À l’occasion de la 22e édition de la Semaine nationale de la culture (SNC), le Village des communautés accueille non seulement des communautés nationales, mais aussi des ressortissants de plusieurs pays de la sous-région, notamment du Bénin, du Nigeria et de la Côte d’Ivoire. Une illustration concrète du pouvoir fédérateur de la culture.
Dans la matinée du mercredi 29 avril 2026, une équipe de Ouest Info s’est rendue sur le site pour rencontrer des exposants venus de ces trois pays.

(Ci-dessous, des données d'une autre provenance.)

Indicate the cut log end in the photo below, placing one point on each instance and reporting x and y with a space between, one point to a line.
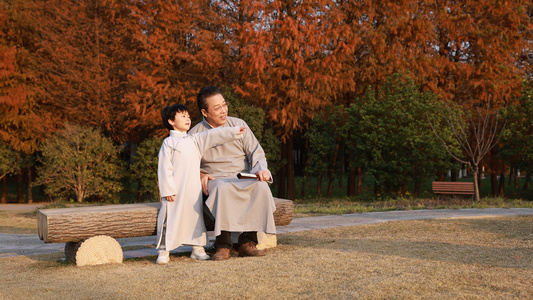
98 250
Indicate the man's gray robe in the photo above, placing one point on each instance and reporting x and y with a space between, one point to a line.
179 160
238 205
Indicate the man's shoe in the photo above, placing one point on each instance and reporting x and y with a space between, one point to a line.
249 249
222 254
163 257
198 252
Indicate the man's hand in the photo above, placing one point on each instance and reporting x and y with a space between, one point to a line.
263 175
204 178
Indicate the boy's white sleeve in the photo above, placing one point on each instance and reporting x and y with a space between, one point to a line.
165 171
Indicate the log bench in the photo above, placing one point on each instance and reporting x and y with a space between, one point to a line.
90 232
452 188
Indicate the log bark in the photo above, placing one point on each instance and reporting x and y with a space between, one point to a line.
75 224
61 225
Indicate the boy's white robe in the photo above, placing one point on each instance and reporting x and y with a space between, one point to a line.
179 174
238 205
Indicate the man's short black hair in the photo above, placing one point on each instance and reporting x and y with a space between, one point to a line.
204 94
169 112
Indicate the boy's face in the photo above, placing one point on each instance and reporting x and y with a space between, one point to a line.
181 122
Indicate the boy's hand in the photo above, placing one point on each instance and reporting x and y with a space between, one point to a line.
263 175
204 178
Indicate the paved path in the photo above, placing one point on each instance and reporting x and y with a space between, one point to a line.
30 244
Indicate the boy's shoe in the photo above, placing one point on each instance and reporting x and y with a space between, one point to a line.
163 257
198 252
222 254
249 249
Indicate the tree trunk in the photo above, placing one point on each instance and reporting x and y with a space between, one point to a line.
304 173
341 162
30 194
139 194
476 183
494 183
479 176
501 187
282 174
360 177
319 184
291 187
418 185
352 183
20 186
4 190
332 169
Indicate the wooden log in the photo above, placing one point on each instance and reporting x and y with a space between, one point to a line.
75 224
62 225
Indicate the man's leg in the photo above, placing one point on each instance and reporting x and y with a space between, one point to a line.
223 245
248 242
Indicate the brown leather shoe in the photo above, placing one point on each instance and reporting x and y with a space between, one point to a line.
222 254
249 249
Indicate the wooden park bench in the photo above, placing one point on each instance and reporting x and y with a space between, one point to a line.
90 232
453 188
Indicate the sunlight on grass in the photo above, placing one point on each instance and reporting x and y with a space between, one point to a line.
334 206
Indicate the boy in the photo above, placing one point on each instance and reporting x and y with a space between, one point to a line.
180 220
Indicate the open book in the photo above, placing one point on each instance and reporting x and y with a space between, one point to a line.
243 175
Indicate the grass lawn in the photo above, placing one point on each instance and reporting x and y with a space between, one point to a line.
460 258
465 258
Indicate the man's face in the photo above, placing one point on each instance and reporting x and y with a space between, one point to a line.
217 110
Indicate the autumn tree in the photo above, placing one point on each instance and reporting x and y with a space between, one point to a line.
24 116
287 64
87 54
144 169
80 161
392 137
517 149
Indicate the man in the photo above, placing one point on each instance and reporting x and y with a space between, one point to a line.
245 206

Une hospitalité saluée par les exposants ivoiriens
Assise dans son stand, le regard serein, elle répond à notre salutation avec un accent ivoirien. Elle, c’est Valérie Ameyero, ressortissante de la Côte d’Ivoire vivant au Burkina Faso. Elle se dit satisfaite de cette édition, tant au niveau de la clientèle que de l’organisation et de l’accueil. « Tout se passe très bien, même mieux que lors des précédentes éditions », confie-t-elle.

Évoquant son accueil sur le site, elle se montre également très positive. Elle précise avoir été accueillie, elle et ses compatriotes, avec égards et considération. « À aucun moment, je ne me suis sentie étrangère ou stigmatisée. Au contraire, les clients ne cessent de me dire que la Côte d’Ivoire et le Burkina Faso sont des pays frères », déclare-t-elle
Au-delà des tensions politiques, des peuples unis
Pour l’exposante d’origine ivoirienne, les relations entre les peuples ne doivent pas être affectées par les tensions politiques.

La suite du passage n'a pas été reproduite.